What I admire from them most is they can bear with my “dramatic” side, talking as if the world is at stake because I’m-going-crazy-if-I-can’t-talk-with-you kinda thing (I love it when it’s intense) and they’re the one who have their feet on the ground and the brain firmly on their place. Not that I don’t have my alter ego who keeps telling me what to do in the most logical and cold way. But I like it when we understand each other. This is what sharing is all about and it’s only understood by us, women.
But even though you have a wagon full of supporters, you still have to face your own battle and for my case this is a battle within.
There are some times when you decide to stop your addiction. It might not be something that harmful, but this small little thing is vital for your health–emotionally and mentally. And the thing is I’m smart, so I have to outsmart myself when i’m deceitfully playing trick on me.
I’m indeed my biggest enemy.
And even the sober me wants to set myself free and my higher self constantly warn me for the consequence that I should take if I’m still addicted to it, the compliance is not always as easy as I plan.

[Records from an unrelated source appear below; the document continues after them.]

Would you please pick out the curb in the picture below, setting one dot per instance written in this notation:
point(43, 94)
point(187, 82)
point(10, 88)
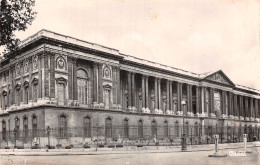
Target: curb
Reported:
point(42, 153)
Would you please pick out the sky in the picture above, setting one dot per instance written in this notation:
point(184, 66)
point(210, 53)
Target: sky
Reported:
point(194, 35)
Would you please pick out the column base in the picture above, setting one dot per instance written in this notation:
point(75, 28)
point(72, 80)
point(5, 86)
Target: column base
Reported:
point(146, 110)
point(169, 112)
point(252, 119)
point(224, 116)
point(212, 115)
point(158, 111)
point(236, 117)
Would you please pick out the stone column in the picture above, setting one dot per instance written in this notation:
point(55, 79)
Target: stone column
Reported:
point(167, 96)
point(118, 87)
point(190, 88)
point(206, 106)
point(251, 109)
point(129, 90)
point(170, 97)
point(180, 107)
point(143, 91)
point(30, 79)
point(52, 76)
point(74, 80)
point(211, 103)
point(147, 91)
point(46, 76)
point(198, 109)
point(241, 109)
point(159, 94)
point(188, 99)
point(256, 108)
point(95, 83)
point(246, 108)
point(155, 94)
point(133, 91)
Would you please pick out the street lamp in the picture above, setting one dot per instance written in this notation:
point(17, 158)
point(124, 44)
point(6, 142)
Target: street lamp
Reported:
point(184, 145)
point(48, 132)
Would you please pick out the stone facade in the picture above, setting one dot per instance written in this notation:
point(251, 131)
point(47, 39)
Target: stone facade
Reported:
point(55, 75)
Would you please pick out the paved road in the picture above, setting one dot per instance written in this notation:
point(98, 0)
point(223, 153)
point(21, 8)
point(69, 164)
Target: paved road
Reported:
point(175, 158)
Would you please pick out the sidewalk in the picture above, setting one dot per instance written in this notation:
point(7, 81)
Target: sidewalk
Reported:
point(124, 150)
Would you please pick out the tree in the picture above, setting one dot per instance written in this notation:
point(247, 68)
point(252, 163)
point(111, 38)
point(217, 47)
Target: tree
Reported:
point(15, 15)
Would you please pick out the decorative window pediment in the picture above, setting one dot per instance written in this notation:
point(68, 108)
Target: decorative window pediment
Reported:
point(219, 77)
point(18, 86)
point(35, 81)
point(4, 93)
point(61, 63)
point(26, 84)
point(107, 74)
point(61, 80)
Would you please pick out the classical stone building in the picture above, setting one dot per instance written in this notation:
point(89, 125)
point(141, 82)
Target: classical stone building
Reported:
point(63, 82)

And even to my therapists, I’m the one who know myself better than anyone else on deciding what I really should do.
It happened one week before my birthday and it’s all started with a realization that this is not working, that I can’t continue living like this, that I deserve something (or someone) better, that if I can’t tell you what matter most to me then you can’t be the one that matters most and the internal alarm (either was gone off by my higher self or my alter ego) warned me that this is it. Time to pack your bag and move on, but the other side of me still dragging my feet. I’ve never felt so torn apart.

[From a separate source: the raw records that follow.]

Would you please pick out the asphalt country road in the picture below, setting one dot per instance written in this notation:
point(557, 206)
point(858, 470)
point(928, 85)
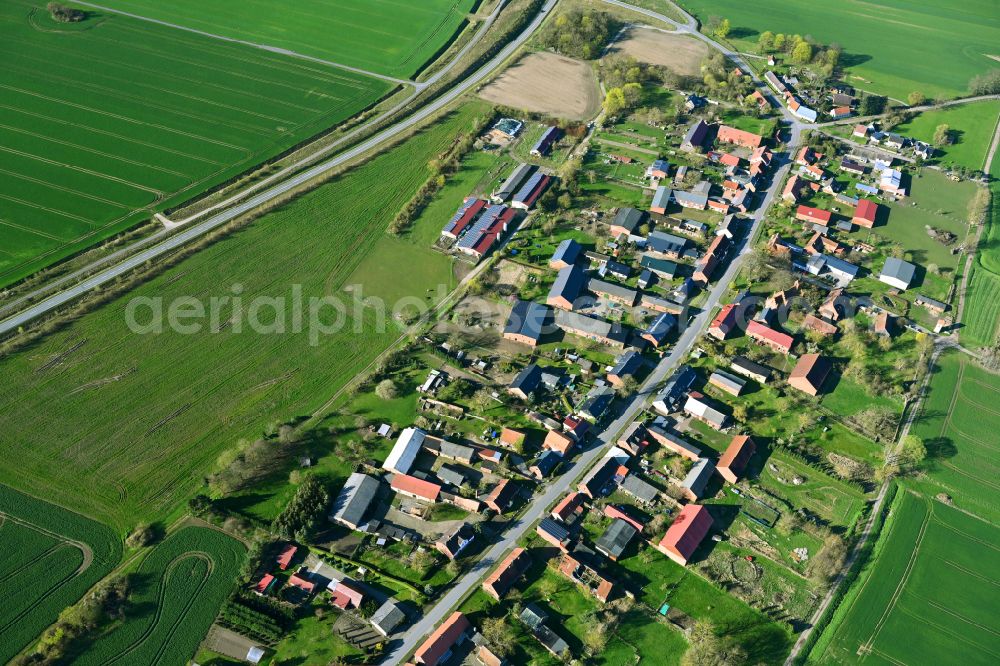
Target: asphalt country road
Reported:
point(178, 240)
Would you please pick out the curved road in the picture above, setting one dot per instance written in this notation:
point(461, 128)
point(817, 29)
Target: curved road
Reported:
point(190, 233)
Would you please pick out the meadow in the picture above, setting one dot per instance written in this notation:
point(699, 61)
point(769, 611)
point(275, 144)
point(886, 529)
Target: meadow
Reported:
point(890, 47)
point(958, 423)
point(123, 426)
point(929, 597)
point(51, 557)
point(114, 119)
point(177, 592)
point(982, 306)
point(383, 36)
point(972, 126)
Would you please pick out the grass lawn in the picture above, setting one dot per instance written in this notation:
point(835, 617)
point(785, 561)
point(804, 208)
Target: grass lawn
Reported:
point(878, 38)
point(40, 570)
point(972, 124)
point(378, 35)
point(982, 305)
point(958, 423)
point(120, 129)
point(176, 593)
point(931, 591)
point(132, 423)
point(313, 642)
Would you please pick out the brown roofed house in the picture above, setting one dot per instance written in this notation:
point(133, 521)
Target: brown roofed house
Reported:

But again, maybe I’m just being dramatic. When I finally tricked myself out (I always know I can defeat myself ) by leaving my gadget out of my reach so my fingers won’t get itchy to do something stupid, I thought to myself, hey this is easy!

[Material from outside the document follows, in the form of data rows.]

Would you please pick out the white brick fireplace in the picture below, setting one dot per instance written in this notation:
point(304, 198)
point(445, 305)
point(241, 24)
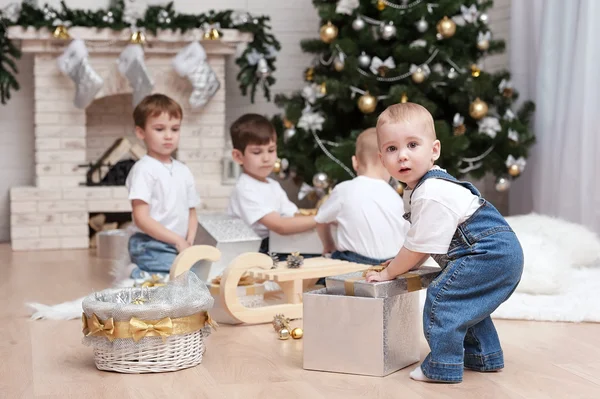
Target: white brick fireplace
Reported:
point(54, 213)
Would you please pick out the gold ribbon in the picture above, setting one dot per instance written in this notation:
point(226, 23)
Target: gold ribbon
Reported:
point(137, 329)
point(96, 327)
point(154, 282)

As to the answer that I’ve been looking for, one of my therapist said, you already know it from the start. Now it’s time to gather your courage to put your intention into action. And this is the time.
Now, when I looked back to the series of events that happened this past couple of weeks, I can only take a deep breath and feel so grateful. This morning, when I was drown in my thoughts, my higher self said to me gently, “One day you will come to me to say thank you for the things I have done to you today.” He’s never been so right.